Size of connected components versus threshold.
Strong connections occur in small groups
By increasing the threshold T, we can reduce the total number of edges until there are fewer edges than nodes (which happens at T = 51 and higher). If the strong edges were randomly distributed among the graph, at this point it would be expected to transition to a state where there are no large connected components[9]. But this is not what we observe - even at T = 101, where only 4500 edges remain, there is a connected component of 1900 nodes (<10% of the nodes) that contains more than 90% of the edges. At all strength thresholds, the connected components are dominated by one large component.

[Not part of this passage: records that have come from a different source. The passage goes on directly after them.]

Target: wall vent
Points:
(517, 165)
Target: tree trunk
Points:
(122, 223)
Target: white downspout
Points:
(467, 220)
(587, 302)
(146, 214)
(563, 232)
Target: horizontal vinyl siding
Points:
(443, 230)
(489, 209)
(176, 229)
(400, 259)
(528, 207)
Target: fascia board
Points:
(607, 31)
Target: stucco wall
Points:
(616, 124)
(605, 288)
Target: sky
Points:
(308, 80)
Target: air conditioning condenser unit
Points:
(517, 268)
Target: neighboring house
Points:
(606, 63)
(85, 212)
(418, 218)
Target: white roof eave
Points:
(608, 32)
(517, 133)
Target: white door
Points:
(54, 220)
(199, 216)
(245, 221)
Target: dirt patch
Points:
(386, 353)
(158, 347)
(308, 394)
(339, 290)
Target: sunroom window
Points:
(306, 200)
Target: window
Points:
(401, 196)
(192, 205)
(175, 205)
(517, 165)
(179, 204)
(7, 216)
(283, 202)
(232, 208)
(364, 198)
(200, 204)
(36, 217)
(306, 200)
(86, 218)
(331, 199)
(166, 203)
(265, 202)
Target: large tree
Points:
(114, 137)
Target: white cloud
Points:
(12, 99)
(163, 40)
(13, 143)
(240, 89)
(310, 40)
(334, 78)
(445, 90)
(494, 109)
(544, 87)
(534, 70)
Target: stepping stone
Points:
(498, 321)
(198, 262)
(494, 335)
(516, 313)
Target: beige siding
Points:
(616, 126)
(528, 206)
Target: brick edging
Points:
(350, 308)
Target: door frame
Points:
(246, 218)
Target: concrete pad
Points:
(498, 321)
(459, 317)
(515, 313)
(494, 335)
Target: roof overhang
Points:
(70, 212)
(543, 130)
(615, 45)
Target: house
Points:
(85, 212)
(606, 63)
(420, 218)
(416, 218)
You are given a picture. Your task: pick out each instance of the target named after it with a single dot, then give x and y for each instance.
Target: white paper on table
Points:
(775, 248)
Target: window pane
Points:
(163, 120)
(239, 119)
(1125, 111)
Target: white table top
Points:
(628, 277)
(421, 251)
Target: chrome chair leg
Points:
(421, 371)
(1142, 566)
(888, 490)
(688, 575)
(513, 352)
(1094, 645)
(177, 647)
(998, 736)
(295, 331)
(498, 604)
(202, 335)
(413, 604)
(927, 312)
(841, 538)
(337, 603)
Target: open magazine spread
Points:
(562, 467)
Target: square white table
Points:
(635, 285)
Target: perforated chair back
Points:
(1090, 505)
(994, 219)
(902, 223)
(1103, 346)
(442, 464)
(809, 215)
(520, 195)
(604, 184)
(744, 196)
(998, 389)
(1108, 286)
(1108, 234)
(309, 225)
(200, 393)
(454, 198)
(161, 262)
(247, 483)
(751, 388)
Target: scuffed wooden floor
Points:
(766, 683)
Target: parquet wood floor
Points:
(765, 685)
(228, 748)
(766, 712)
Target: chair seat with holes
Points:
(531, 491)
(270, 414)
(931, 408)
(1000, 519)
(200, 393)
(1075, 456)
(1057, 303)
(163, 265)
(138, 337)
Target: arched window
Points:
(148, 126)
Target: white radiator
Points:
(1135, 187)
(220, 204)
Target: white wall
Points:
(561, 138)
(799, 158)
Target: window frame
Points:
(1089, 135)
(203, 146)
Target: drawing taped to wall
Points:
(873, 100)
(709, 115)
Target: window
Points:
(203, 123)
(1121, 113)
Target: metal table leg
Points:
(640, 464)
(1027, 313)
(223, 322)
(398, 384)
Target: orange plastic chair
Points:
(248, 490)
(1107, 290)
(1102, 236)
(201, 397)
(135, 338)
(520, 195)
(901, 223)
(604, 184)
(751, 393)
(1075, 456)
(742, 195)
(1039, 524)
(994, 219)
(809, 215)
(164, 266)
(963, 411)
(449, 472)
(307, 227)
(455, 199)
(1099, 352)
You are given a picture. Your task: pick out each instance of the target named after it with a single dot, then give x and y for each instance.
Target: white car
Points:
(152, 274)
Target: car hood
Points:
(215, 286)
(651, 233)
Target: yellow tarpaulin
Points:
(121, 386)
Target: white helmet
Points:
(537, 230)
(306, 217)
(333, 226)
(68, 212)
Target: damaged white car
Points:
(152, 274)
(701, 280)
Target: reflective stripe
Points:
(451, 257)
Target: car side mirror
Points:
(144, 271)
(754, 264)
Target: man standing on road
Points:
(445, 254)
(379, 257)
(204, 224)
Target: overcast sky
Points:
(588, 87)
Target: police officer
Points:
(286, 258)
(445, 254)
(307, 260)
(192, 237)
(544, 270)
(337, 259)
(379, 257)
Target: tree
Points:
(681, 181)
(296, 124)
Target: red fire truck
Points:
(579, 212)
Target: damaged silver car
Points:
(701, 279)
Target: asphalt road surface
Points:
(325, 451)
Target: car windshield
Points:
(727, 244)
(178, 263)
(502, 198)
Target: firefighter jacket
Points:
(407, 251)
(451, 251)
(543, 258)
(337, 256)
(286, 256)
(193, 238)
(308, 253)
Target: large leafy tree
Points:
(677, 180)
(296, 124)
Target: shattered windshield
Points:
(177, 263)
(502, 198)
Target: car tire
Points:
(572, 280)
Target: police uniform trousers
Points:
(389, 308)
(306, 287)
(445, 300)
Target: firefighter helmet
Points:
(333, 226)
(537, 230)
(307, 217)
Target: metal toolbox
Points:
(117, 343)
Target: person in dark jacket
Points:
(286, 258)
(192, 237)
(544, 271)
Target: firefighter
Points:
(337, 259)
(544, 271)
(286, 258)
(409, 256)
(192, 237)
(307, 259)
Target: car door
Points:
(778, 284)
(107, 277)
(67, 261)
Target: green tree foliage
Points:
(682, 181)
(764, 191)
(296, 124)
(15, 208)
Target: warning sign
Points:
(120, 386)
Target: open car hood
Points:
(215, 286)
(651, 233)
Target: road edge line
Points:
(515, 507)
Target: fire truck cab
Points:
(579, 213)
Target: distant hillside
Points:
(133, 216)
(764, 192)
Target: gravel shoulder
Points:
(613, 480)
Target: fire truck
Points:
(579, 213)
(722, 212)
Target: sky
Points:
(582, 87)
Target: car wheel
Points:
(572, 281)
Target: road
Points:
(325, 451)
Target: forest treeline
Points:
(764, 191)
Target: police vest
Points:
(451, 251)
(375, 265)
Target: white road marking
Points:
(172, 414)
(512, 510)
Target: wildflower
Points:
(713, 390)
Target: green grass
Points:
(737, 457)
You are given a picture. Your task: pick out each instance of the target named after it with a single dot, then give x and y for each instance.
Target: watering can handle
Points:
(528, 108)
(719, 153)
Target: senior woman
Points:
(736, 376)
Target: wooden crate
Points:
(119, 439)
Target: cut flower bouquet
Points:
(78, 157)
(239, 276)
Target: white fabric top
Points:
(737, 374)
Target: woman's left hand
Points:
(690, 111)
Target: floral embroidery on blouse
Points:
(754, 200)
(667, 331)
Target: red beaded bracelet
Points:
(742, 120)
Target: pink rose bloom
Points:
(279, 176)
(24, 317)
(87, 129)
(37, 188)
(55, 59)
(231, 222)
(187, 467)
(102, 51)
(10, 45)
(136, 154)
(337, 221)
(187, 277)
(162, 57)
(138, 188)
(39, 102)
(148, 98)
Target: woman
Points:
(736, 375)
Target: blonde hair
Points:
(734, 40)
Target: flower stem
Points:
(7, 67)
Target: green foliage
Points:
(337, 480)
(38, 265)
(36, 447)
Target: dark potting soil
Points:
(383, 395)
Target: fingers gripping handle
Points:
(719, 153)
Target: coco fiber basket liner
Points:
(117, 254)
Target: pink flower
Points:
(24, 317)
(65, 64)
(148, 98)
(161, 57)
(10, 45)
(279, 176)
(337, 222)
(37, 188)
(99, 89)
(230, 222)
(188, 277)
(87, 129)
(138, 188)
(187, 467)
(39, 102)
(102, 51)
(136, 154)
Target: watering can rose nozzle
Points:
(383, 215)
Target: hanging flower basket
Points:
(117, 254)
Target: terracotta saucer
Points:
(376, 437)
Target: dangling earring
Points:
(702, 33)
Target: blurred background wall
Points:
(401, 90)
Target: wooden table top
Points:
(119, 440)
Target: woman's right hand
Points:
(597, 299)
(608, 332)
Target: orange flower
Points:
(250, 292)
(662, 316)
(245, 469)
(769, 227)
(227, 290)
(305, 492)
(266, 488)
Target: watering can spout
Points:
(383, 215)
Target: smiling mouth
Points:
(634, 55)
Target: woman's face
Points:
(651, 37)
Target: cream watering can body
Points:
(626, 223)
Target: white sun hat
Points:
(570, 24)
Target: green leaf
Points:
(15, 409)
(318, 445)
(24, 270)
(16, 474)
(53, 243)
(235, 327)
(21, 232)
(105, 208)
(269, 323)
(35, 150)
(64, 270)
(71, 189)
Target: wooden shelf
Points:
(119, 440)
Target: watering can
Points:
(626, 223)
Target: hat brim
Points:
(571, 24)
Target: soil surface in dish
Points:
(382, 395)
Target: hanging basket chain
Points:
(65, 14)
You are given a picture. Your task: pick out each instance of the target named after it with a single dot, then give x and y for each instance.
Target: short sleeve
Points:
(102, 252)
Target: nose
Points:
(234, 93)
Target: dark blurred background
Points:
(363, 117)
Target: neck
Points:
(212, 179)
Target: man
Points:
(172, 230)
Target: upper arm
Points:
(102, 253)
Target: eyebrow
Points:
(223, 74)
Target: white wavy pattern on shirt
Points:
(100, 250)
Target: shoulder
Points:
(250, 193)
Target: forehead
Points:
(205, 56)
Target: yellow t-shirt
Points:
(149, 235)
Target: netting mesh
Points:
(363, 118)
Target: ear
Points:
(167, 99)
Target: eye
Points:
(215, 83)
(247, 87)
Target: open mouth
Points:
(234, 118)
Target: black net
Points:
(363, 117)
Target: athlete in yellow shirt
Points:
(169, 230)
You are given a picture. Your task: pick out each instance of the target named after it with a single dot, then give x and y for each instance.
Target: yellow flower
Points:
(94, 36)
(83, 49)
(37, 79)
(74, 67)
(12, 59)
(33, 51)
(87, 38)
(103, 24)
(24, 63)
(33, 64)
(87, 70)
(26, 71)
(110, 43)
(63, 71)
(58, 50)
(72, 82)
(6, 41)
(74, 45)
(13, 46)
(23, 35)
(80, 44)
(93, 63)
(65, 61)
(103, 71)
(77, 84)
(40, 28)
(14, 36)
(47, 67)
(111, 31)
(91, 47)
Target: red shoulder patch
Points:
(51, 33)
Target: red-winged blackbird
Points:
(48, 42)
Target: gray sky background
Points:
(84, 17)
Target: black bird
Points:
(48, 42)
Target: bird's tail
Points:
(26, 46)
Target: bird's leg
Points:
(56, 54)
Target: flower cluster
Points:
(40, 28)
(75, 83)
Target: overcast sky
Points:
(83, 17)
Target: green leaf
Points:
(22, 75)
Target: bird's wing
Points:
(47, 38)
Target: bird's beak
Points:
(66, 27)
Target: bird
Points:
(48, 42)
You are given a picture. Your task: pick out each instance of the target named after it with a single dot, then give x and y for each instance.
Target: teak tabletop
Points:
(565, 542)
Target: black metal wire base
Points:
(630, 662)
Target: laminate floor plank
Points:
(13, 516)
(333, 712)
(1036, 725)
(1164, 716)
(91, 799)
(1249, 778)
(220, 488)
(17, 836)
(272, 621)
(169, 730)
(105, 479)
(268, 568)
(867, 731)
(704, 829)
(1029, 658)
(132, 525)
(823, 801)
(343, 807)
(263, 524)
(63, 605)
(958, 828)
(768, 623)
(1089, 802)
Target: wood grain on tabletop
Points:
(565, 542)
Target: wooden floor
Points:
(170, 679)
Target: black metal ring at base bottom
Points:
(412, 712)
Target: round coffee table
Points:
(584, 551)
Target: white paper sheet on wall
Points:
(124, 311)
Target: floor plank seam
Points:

One feature we do not see is a division into two large connected components. This could potentially happen, for example, if each side of the brain formed a component, and the two sides were lightly linked. One possible explanation is that the two sides of the brain are not equally represented in our sample, as shown in Figure 1. However, we think a more likely explanation is that the cross brain connections are among the strongest links. These hypotheses can be tested once we have a full brain connectome, work that is in progress now.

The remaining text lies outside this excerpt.